Frequency of ultrasound imaging – The appropriate interval for ultrasound monitoring is uncertain as there are few studies that examine this issue. In a retrospective cohort study of 1369 patients with 2010 cytologically benign nodules, followed for an average of 8.5 years, there were no deaths attributable to thyroid illness or thyroid cancer [100]. Among the 325 patients who subsequently underwent thyroidectomy despite initially benign cytology, 45 (14 percent) had surgery because of abnormal cytology obtained on a repeat FNA biopsy of the same nodule (performed because of growth). Eighteen false-negative FNA results (1.3 percent) were confirmed (16 papillary, one follicular, one poorly differentiated cancer), and the mean time from initial benign cytology to thyroidectomy in these patients was 4.5 years. None of the patients had distant metastatic disease, and all were alive with no recurrence over a mean follow-up period of 11 years. This study, along with the prospective Italian study [48], suggests that less frequent monitoring of cytologically benign nodules may be warranted.

Symptomatic benign nodules — For symptomatic or cosmetically concerning benign nodules, we suggest surgery (typically lobectomy). Where expertise is available, ultrasound-guided ablation techniques are an alternative.  

Surgery has been the preferred treatment for symptomatic benign nodules. It is effective, but it is expensive and may be associated with complications. Surgical complications are lower when surgery is performed by surgeons with expertise in thyroid surgery [101] and when the extent of resection is limited (lobectomy versus total thyroidectomy). (See "Thyroidectomy", section on 'Complications'.)

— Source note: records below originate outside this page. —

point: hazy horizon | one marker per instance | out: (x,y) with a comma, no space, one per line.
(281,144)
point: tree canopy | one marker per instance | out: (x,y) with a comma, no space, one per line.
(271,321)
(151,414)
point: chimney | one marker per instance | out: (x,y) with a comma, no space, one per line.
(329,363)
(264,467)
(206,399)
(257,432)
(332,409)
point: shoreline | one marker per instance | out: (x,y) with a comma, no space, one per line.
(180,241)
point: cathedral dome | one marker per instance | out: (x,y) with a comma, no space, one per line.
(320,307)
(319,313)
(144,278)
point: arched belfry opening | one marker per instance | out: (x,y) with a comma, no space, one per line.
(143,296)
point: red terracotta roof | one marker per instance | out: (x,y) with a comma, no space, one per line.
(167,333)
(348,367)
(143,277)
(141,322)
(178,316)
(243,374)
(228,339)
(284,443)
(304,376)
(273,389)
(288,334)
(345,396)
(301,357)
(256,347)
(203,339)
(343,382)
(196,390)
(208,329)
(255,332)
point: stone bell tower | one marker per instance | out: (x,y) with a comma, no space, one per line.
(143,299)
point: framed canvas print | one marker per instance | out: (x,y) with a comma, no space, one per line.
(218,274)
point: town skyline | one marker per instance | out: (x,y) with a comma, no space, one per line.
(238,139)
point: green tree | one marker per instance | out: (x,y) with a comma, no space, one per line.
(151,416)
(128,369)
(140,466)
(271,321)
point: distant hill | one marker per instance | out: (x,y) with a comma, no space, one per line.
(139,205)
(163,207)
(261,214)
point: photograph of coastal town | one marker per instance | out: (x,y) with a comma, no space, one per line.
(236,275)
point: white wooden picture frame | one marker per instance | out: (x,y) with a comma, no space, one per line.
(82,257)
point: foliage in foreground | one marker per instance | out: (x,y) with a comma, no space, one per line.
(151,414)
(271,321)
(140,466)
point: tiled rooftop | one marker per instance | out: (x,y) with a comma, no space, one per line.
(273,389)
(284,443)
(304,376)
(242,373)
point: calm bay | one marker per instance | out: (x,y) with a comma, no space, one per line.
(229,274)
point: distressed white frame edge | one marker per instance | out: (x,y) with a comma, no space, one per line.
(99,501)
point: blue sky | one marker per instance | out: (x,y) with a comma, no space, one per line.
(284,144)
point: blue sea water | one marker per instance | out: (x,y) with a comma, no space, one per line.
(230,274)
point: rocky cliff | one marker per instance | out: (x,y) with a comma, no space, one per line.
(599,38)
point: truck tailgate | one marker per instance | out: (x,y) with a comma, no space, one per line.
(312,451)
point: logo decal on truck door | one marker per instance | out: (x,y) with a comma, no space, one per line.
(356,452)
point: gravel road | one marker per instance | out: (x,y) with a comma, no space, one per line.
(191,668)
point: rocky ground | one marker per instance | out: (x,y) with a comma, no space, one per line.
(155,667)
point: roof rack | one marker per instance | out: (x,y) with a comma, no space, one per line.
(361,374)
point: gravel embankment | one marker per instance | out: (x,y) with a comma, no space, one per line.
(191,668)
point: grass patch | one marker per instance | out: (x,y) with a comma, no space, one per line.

Benign nodules can also be treated by ultrasound-directed physical energy (eg, radiofrequency ablation, laser ablation, microwave ablation, high-intensity focused ultrasound). While these approaches are utilized in Europe and Asia, they have not previously gained widespread acceptance in the United States. However, expertise in these techniques is developing, and many academic centers have set up programs for radiofrequency ablation of benign nodules (confirmed by two benign FNA results or one benign FNA result and a spongiform or predominantly cystic appearance on ultrasound) [102,103].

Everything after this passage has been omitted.